Clochan, Cill Mhic An Domhnaigh, Co. Kerry
Co. Kerry |
Settlement Sites
On the lower south-eastern slopes of Mount Eagle, looking out over Ventry Harbour and Dingle Bay, there is a site that asks more of the imagination than the eye.
What was once a substantial early settlement, known as Cathair na Maoilinne, has been reduced to little more than a scatter of stone mounds and a barely legible earthwork. The peculiarity of the place lies less in what survives than in what the earlier record tells us was once there: thirteen remarkably small stone chambers, or clochans, clustered within a single oval enclosure. A clochan is a type of dry-stone corbelled hut, often associated with early Christian monastic or hermitic settlement in the west of Ireland, and the examples here were extraordinarily compact, none exceeding 2.66 metres in their widest dimension and the smallest measuring just 1.29 metres across.

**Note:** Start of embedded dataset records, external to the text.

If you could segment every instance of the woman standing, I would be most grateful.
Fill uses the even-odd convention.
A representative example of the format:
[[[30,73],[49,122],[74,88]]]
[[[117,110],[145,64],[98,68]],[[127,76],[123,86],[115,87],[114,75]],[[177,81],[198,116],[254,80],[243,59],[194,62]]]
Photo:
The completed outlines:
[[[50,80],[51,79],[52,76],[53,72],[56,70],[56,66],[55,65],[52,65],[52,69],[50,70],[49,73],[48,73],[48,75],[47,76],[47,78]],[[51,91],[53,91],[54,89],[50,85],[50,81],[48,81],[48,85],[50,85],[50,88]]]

When the antiquarian R. A. S. Macalister visited and recorded the site in 1899, the enclosure still read clearly as an oval stone-walled structure measuring 62 metres by 43 metres. Inside it, the thirteen chambers varied in plan, some circular, some oval, some rectangular, and some D-shaped, with two conjoined pairs among them. A rock shelter and a possible further clochan lay about 14 metres to the south. By the time J. Cuppage carried out the Dingle Peninsula archaeological survey, published in 1986, the picture had already deteriorated considerably. Today the enclosure survives only as an ill-defined area of roughly 40 metres in diameter, its southern edge marked by a faint bank of earth and stone, its northern edge by a low scarp no more than a metre high. Of the thirteen chambers, only three shapeless mounds of stone remain, gathered in the north-western quadrant.
The rock shelter to the south of the enclosure is among the more legible features still on the ground. Measuring 4 metres by 2 metres internally, it is formed partly by a ruined wall and partly by natural outcropping rock. Just to its east, a short run of walling, 1.6 metres long and 0.6 metres high, may represent what is left of the north side of one of the clochans. It is a site where the archaeology has to be read against the grain of slow collapse, and where the contrast between Macalister's careful nineteenth-century description and the present scatter of stones gives a quiet measure of how quickly such places can dissolve back into the hillside.